His mother is working with one of his classmates from the class of 1997 to raise $25,000 for an endowed scholarship. Interest on the fund would allow them to give a $1,000 award every year.
Moms On The Move
Via San Diego Patch, by Kat Schuster
Sara Schaer's dilemma wasn't unusual, but it was vexing: How could she balance a career with giving her kids the childhood they deserved?
"Everywhere I looked, it appeared it was a universal, hugely acute pain point — you know, parents having to choose whether to go back to work or not, and I struggled with that myself," the San Diego mother of two said.
Schaer's mom was always there for her when she was a kid. She just accepted she'd always be available to drive her to horseback riding and piano lessons. Schaer's takeaway: Anything is possible.
She wanted her kids and other working parents' kids to feel the same. Her solution was to start Kango, a ride-share app for children she calls "day care on wheels."

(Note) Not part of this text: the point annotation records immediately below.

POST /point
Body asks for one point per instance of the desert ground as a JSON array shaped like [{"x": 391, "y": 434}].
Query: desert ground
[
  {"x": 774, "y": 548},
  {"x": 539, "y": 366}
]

"I just wanted kids to feel like they could reach for their dreams, and the parents also to be able to do that without having feelings of guilt or feelings of frustration or fear," she said. "We wanted them to feel that their child was safe, and we really wanted to make that come through in every aspect of the service."
When Kids Become Moms
Via Danbury Patch
A woman can find out how fierce she is when the odds are against her — not that Rubie Rosario was much more than a girl at 17 when she found herself pregnant, still in high school and staring down a harsh dilemma:
"I have to stop my life and raise another, or not have my baby and go to college."
She found herself alone. Scared, her boyfriend skipped. "So I went through that experience, going to school and everything, all by myself," she said. "I went to senior prom by myself, everything."
She wasn't really alone, though.
With the support of the Danbury, Connecticut, chapter of Young Lives, she learned how to be a mom and gained a skill to support her and her daughter, Mia. The center even provides babysitting to the teen moms so "we feel like we're young again."
Her life, which once seemed so desperate, is full now. Mia's father is back in the picture, and when Patch caught up with her in August, she was pregnant with her second child.
She gives as good as she got from Young Lives Danbury, serving as a mentor and keeping her door open to teen mothers.
"I always tell the girls, if they need someplace to stay, they are welcome to come to my house for a couple of days with their kid," she said. "I have been very lucky ... I can't imagine what they must go through when their parents don't support them."